Доктор знал, что Герман Геринг представляет в рейхстаге крайне правую нацистскую партию, конечно, слышал имя лидера этой партии, видел портреты и упрямо не желал верить, что бедняга ефрейтор Гитлер, которого довелось ему лечить в последние дни войны, и лидер крупной политической партии – одно лицо. Но приходилось верить. С плакатов, со страниц газет, с афишных тумб, с парадного портрета, висевшего в гостиной Геринга, смотрел на доктора бедняга ефрейтор собственной персоной, только усы подстриг, они стали маленькими, как у знаменитого американского комика Чарли Чаплина.
Геринг называл Гитлера «шеф». Во время сеансов психотерапии рассказывал, как их первая встреча в Мюнхене перевернула всю его жизнь. Настоящие обильные слезы текли по жирным щекам, Геринг вытирал их батистовым кружевным платочком. На платочке оставались следы розовой пудры. Из-за морфия лицо Геринга было землисто-серым, чтобы выглядеть лучше, он пудрился, подкрашивал губы. Кроме морфинизма и ожирения, Геринг страдал импотенцией. Во время каждого сеанса за рассказом о встрече с Гитлером следовали откровения о том, какими способами они с Карин решают эту проблему, и слезы продолжали течь, оставляя серые дорожки в слое пудры.
Карин, жена Геринга, красивая сорокалетняя блондинка, шведская аристократка, постоянно болела и встречала доктора в гостиной, полулежа на кушетке под портретом Гитлера.
В гостиной были белые стены, розовые оконные стекла, розовые шторы, розовые ковры, поверх ковров белые звериные шкуры. Напротив камина стоял небольшой белый орган. Кресла, диваны, журнальные столики, кушетка, на которой возлежала Карин, – все бело-розовое, и сама она, в белом домашнем платье, с ярко-розовыми пятнами туберкулезного румянца на скулах, гармонично вписывалась в интерьер. Повсюду белели кружевные скатерочки, салфеточки. Антикварные часы на камине, старинные музыкальные шкатулки, китайский фарфор, шелковые абажуры настольных ламп и торшеров – все сияло белизной и розовостью, как сахарная глазурь на прянике.
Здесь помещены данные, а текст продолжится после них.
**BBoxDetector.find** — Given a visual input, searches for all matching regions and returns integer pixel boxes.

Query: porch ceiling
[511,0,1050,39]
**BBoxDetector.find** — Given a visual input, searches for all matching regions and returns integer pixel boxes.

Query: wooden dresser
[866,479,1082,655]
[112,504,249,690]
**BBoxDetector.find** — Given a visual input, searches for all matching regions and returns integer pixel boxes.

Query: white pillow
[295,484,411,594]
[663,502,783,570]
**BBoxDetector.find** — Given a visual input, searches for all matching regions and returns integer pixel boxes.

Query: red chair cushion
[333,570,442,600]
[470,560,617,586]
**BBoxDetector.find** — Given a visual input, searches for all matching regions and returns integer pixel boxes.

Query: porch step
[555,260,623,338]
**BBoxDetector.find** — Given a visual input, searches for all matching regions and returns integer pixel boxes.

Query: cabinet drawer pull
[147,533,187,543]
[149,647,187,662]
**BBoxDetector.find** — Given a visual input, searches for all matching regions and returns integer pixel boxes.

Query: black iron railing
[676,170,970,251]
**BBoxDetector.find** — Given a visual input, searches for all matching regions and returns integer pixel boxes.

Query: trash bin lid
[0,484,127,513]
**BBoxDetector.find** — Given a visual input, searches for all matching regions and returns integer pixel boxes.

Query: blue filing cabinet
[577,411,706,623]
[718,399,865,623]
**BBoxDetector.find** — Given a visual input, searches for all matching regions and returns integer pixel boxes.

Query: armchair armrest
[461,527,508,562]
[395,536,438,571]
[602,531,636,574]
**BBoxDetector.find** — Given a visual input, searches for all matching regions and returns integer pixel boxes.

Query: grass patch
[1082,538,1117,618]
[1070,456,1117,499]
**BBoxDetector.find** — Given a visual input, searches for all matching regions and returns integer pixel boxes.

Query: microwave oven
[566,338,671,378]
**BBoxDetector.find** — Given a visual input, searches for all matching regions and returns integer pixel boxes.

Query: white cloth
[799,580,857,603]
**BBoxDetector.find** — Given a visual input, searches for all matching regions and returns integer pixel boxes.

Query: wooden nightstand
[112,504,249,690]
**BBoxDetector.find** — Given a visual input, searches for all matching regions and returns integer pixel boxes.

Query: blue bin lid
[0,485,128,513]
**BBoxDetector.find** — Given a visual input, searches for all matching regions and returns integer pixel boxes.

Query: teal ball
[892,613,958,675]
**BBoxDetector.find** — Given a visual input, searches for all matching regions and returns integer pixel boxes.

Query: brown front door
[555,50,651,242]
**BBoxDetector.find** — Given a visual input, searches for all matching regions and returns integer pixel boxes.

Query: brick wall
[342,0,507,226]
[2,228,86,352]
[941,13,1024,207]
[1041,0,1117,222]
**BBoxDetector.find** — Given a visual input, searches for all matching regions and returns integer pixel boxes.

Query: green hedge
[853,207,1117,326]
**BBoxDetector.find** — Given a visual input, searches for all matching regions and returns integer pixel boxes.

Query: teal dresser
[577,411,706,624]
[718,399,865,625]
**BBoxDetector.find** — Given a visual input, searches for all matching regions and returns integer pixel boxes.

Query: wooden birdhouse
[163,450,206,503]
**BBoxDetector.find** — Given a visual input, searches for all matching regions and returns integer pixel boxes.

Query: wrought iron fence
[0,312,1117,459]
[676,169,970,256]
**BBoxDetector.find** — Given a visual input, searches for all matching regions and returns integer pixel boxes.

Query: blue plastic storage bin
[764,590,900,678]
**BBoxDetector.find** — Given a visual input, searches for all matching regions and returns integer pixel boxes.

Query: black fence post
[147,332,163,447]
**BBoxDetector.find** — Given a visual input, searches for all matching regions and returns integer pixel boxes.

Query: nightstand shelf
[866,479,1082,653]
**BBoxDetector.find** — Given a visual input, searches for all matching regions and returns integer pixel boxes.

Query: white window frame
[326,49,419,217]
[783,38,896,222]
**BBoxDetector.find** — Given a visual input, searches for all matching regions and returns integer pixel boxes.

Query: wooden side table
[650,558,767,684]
Только кабинет Геринга был выдержан в строгих зеленых тонах, там стояла тяжелая дубовая мебель, в окнах – витражи, изображающие сцены из жизни средневековых рыцарей.
– Мы с Германом – как Тристан и Изольда. Мы отведали любовного напитка и стали беспомощны в экстазе, – сообщила Карин с томной улыбкой при первом же знакомстве. – Мы не можем жить друг без друга. Вы должны помочь Герману, вы посланец светлых сил, у вас кристально арийское энергетическое поле.